I am trying to train a CNN in Google Colab (Also tried with Tesla v100), with keras backend set to float16.
tf.keras.backend.set_floatx('float16')
but it throws an error while compiling the model with Conv2D.
model = tf.keras.models.Sequential([
tf.keras.layers.Conv2D(16,(3,3), activation='relu', input_shape=(300,300,3)),
tf.keras.layers.MaxPool2D(2,2),
tf.keras.layers.Dense(256, activation='relu'),
tf.keras.layers.Dropout(.5),
tf.keras.layers.Dense(128, activation='relu'),
tf.keras.layers.Dropout(.5),
tf.keras.layers.Dense(1, activation='sigmoid')
])
model.compile(optimizer='adam', loss='binary_crossentropy', metrics=['acc'])
Error message:
---------------------------------------------------------------------------
TypeError Traceback (most recent call last)

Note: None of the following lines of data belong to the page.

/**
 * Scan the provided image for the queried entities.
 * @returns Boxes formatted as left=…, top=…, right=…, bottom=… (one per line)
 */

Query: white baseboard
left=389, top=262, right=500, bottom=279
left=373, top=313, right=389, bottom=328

<ipython-input-9-c764c0cc3aa3> in <module>()
9 ])
10
---> 11 model.compile(optimizer='adam', loss='binary_crossentropy', metrics=['acc'])
7 frames
/usr/local/lib/python3.6/dist-packages/tensorflow/python/training/checkpointable/base.py in _method_wrapper(self, *args, **kwargs)
440 self._setattr_tracking = False # pylint: disable=protected-access
441 try:
--> 442 method(self, *args, **kwargs)
443 finally:
444 self._setattr_tracking = previous_value # pylint: disable=protected-access
/usr/local/lib/python3.6/dist-packages/tensorflow/python/keras/engine/training.py in compile(self, optimizer, loss, metrics, loss_weights, sample_weight_mode, weighted_metrics, target_tensors, distribute, **kwargs)
447 else:
448 weighted_loss = training_utils.weighted_masked_objective(loss_fn)
--> 449 output_loss = weighted_loss(y_true, y_pred, sample_weight, mask)
450
451 if len(self.outputs) > 1:
/usr/local/lib/python3.6/dist-packages/tensorflow/python/keras/engine/training_utils.py in weighted(y_true, y_pred, weights, mask)
674 score_array = math_ops.reduce_sum(score_array)
675 weights = math_ops.reduce_sum(weights)
--> 676 score_array = math_ops.div_no_nan(score_array, weights)
677 return K.mean(score_array)
678
/usr/local/lib/python3.6/dist-packages/tensorflow/python/util/dispatch.py in wrapper(*args, **kwargs)
178 """Call target, and fall back on dispatchers if there is a TypeError."""
179 try:
--> 180 return target(*args, **kwargs)
181 except (TypeError, ValueError):
182 # Note: convert_to_eager_tensor currently raises a ValueError, not a
/usr/local/lib/python3.6/dist-packages/tensorflow/python/ops/math_ops.py in div_no_nan(x, y, name)
1025 raise TypeError("x and y must have the same dtype, got %r != %r" %
1026 (x_dtype, y_dtype))
-> 1027 return gen_math_ops.div_no_nan(x, y, name=name)
1028
1029
/usr/local/lib/python3.6/dist-packages/tensorflow/python/ops/gen_math_ops.py in div_no_nan(x, y, name)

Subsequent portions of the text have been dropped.